Computing power check and fault tolerance - Platform For AI

EAS provides computing power check and fault tolerance features. These features automatically check the health of resources, such as GPU computing power and node communication, to improve troubleshooting efficiency and ensure service availability and stability for large-scale deployments.

Use cases

The computing power check and fault tolerance feature is for multi-node distributed inference services deployed on Lingjun resources.

Core concepts

Check timing:
- Before instance startup: Checks run before the program in a service instance (Pod) starts. This helps prevent startup failures caused by resource faults and identify hardware or network issues in advance.
- During instance runtime: Checks run as a background process during service runtime.
Check item:
- Before instance startup: Supports compute performance check, node communication check, and cross-check for computing and communication.
- During instance runtime: Only supports C4D (checks the health of GPUs).
- For more information about check items, see Appendix: Check item descriptions.
Abnormal state handling:
- Instance startup failure: If an issue is detected, the system terminates the current instance startup.
- No action: If an issue is detected, the system only records an event and takes no other action.

Procedure

Enable and configure computing power check

Log on to the PAI console. Select a region on the top of the page. Then, select the desired workspace and click Elastic Algorithm Service (EAS).
Click Deploy Service and select Custom Deployment in the Custom Model Deployment section.
In the Features section, under the Stability guarantee, enable Compute monitoring & fault tolerance. Configure the check parameters in the panel that appears on the right. To configure the JSON file directly, see Appendix: JSON file parameter descriptions.
Note
You can add both Before running and Instance running checks.
- Configure checks before instance startup (Optional)
  - Detection timing: Select Before running.
  - Check item: Select check items as needed, such as Run Compute Performance Check and Run Node Communication Check. By default, the platform enables the GPU GEMM, All-Reduce-Single node, and All-Reduce-Node-Node checks.
  - Set maximum check duration: Based on the selected check items, refer to the estimated durations in the check item descriptions (checks run in sequential execution) to set a timeout period. The default is 5 minutes. If a check does not complete within this time, it fails.
  - Handle abnormal status: The default is Instance startup failed.
- Configure checks during instance runtime (Optional)
  - Detection timing: Select Instance running.
  - Check items: Currently, only C4D is supported.
  - Handle abnormal status: Currently, only Ignore is supported.

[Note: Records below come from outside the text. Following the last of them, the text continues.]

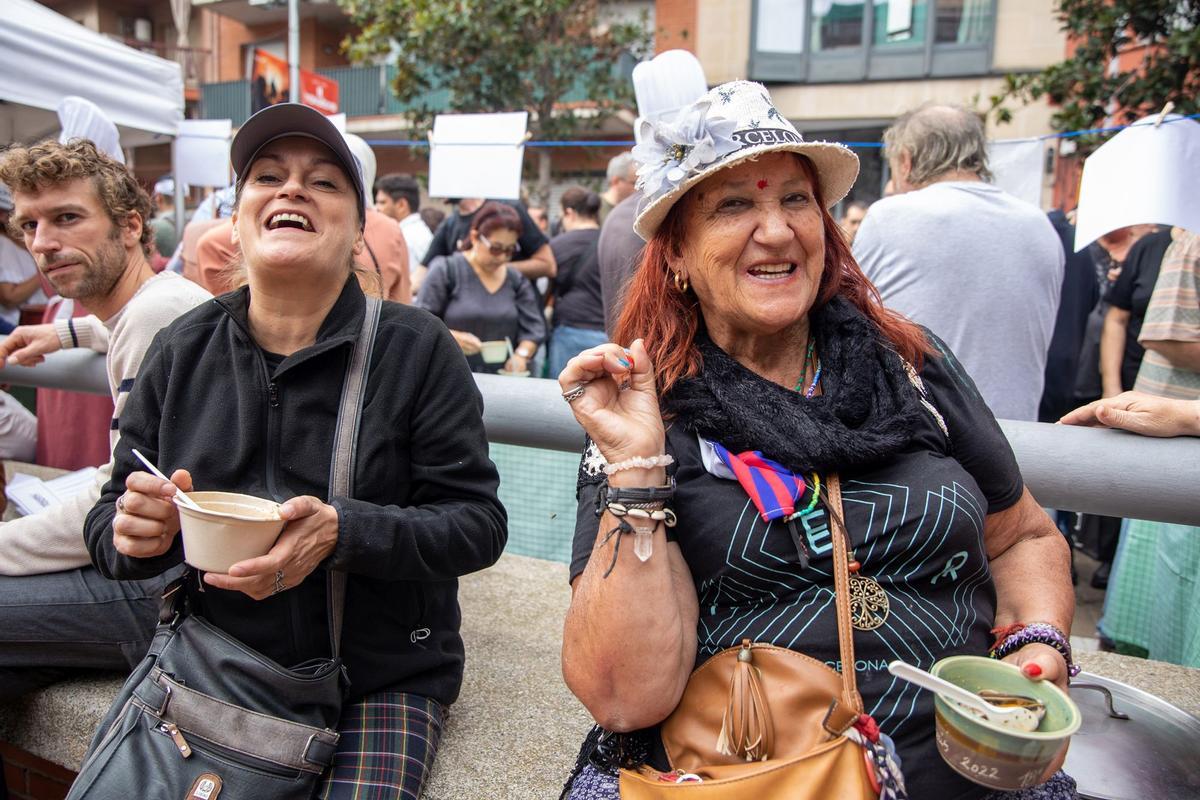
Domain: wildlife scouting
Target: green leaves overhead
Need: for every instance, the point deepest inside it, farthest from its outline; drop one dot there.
(547, 56)
(1158, 43)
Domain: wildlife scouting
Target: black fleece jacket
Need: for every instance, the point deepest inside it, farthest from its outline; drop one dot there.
(424, 511)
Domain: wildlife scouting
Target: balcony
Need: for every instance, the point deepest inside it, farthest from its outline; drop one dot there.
(361, 91)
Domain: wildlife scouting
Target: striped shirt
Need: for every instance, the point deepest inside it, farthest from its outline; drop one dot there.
(1173, 316)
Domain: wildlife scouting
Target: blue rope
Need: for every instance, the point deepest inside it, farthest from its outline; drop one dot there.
(629, 143)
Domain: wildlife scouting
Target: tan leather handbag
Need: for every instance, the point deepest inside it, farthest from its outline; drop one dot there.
(761, 722)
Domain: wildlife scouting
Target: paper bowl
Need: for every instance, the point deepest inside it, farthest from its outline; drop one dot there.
(493, 352)
(985, 752)
(231, 528)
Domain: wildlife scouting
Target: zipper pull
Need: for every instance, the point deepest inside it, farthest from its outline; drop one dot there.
(177, 737)
(802, 552)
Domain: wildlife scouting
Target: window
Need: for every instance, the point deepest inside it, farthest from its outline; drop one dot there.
(780, 26)
(900, 23)
(843, 41)
(963, 22)
(837, 24)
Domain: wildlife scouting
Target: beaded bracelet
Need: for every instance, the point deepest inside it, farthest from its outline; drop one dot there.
(1012, 638)
(639, 462)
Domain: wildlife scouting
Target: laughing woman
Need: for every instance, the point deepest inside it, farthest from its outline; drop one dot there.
(244, 394)
(760, 355)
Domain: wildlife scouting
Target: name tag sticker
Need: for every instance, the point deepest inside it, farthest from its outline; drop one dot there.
(205, 787)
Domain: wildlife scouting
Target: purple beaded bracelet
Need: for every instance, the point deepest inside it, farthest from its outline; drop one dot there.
(1037, 633)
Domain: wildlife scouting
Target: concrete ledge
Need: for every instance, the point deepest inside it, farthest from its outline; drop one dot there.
(516, 729)
(514, 732)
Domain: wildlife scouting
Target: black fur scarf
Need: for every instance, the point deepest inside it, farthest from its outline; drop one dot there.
(867, 413)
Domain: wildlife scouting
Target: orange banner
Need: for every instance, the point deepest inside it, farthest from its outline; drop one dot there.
(269, 85)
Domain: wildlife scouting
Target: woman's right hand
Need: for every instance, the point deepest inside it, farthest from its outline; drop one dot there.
(147, 519)
(468, 342)
(623, 422)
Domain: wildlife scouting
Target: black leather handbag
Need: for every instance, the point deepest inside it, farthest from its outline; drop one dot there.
(203, 715)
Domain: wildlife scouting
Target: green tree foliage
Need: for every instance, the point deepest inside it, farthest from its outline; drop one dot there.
(556, 59)
(1085, 90)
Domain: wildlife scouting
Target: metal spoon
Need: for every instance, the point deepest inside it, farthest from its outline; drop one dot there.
(1011, 715)
(157, 473)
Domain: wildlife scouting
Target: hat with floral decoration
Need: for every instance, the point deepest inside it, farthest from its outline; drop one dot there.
(732, 122)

View the computing power health check result

After configuring this feature, you can view the check report in two ways:

Method 1: From the instance list
1. On the service details page, click the Overview tab.
2. In the Service Instance section, find the target instance and click View results in the Action column.
Method 2: From deployment events
1. On the service details page, click the Deployment Events tab.
2. Find an event with the type SanityCheckSucceeded or SanityCheckFailed and click View results in the Action column.

The Computing Power Health Check Result drawer appears on the right. You can view detailed reports for each check item in this drawer.

FAQ

Q: What are the common causes for an All-Reduce check failure?

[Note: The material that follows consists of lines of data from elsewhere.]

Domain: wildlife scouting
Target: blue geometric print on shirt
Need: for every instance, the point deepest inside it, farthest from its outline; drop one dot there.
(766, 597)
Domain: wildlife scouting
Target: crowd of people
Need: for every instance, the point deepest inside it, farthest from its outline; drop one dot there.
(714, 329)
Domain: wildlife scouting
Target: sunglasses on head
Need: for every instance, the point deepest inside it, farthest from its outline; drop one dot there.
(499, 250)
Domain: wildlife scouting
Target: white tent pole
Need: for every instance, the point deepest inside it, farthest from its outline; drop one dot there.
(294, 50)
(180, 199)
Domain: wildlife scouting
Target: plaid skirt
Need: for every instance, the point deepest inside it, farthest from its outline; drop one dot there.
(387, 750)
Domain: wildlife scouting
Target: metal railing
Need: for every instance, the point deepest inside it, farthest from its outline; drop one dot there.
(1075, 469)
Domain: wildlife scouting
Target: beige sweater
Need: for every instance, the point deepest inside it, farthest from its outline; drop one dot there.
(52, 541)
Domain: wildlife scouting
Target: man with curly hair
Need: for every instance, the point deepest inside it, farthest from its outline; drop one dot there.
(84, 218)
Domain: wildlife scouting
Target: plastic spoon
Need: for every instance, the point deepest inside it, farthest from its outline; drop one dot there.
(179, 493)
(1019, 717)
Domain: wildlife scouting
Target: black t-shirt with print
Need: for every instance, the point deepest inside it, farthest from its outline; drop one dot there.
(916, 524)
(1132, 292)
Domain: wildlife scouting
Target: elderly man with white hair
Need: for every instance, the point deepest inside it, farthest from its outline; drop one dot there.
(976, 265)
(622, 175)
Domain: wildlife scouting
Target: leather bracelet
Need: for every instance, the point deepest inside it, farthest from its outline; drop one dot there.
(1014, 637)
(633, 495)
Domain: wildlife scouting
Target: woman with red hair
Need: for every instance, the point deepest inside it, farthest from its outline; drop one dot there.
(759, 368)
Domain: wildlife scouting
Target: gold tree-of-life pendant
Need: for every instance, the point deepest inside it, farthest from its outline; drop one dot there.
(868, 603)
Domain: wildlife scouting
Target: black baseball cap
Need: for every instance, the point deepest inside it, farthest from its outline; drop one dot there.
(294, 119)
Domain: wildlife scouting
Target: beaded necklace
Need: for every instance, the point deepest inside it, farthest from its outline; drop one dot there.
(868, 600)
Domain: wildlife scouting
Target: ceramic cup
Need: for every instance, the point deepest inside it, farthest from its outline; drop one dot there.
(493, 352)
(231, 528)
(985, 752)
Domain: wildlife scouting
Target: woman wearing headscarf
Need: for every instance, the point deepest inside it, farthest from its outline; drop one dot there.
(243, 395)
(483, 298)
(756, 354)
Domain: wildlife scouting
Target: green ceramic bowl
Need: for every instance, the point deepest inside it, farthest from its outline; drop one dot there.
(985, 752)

An All-Reduce check failure usually indicates network communication issues between nodes. These issues can include high network latency, severe packet loss, or incorrect Remote Direct Memory Access (RDMA) configuration between nodes. You can use the detailed data in the report to focus on troubleshooting nodes with slow communication.

Appendix: Check item descriptions

Check item		Description (Recommended scenario)	Estimated check duration
Before instance startup
Compute performance check	GPU GEMM	Detects GPU GEMM performance and identifies: Faulty GPUs: computation errors or hangs. Slow nodes: low TFLOPS.	1 minute
Compute performance check	GPU Kernel Launch	Detects GPU kernel launch latency and identifies: Faulty nodes: kernel launch errors or hangs. Slow nodes: long kernel launch time.	1 minute
Node communication check	All-Reduce	Detects node communication performance to identify slow or faulty nodes. In different communication patterns, this check identifies: Faulty communication nodes: communication errors or hangs. Slow communication nodes: low bandwidth.	Single collection communication detection 5 minutes
	All-to-All
	All-Gather
	Multi-All-Reduce
	PyTorch-Gloo	Uses PyTorch Gloo to check node communication and identify faulty communication nodes.	1 minute
	Network Connectivity	Checks network connectivity of the head or tail nodes to identify nodes with abnormal connectivity.	2 minutes
Cross-check for computing and communication	MatMul/All-Reduce Overlap	Detects single-node performance when communication and computation kernels overlap. This check identifies: Faulty nodes: overlap computation errors or hangs. Slow nodes: long overlap computation time.	1 minute
During instance runtime
C4D		Checks the health of GPU cards while the instance is running.

Appendix: JSON file parameter descriptions

Configuration example

{
    "aimaster": {
        "runtime_check": {
            "fail_action": "retain",
            "micro_benchmarks": "c4d"
        },
        "sanity_check": {
            "fail_action": "retain",
            "micro_benchmarks": "gemm_flops,all_reduce_1,all_reduce_2,kernel_launch,all_reduce,all_to_all_2,all_gather_2,all_gather,multi_all_reduce_2,multi_all_reduce,pytorch_gloo_2,network_connectivity,comp_comm_overlap",
            "timeout": 100
        }
    }
}

Parameter descriptions

Parameter			Description
aimaster	runtime_check During instance runtime	fail_action	How to handle abnormal states.
	runtime_check During instance runtime	micro_benchmarks	The check item. Valid value: c4d.
	sanity_check Before instance startup	fail_action	How to handle abnormal states.
		micro_benchmarks	The check items. Separate multiple items with commas.
		timeout	The maximum check duration, in minutes.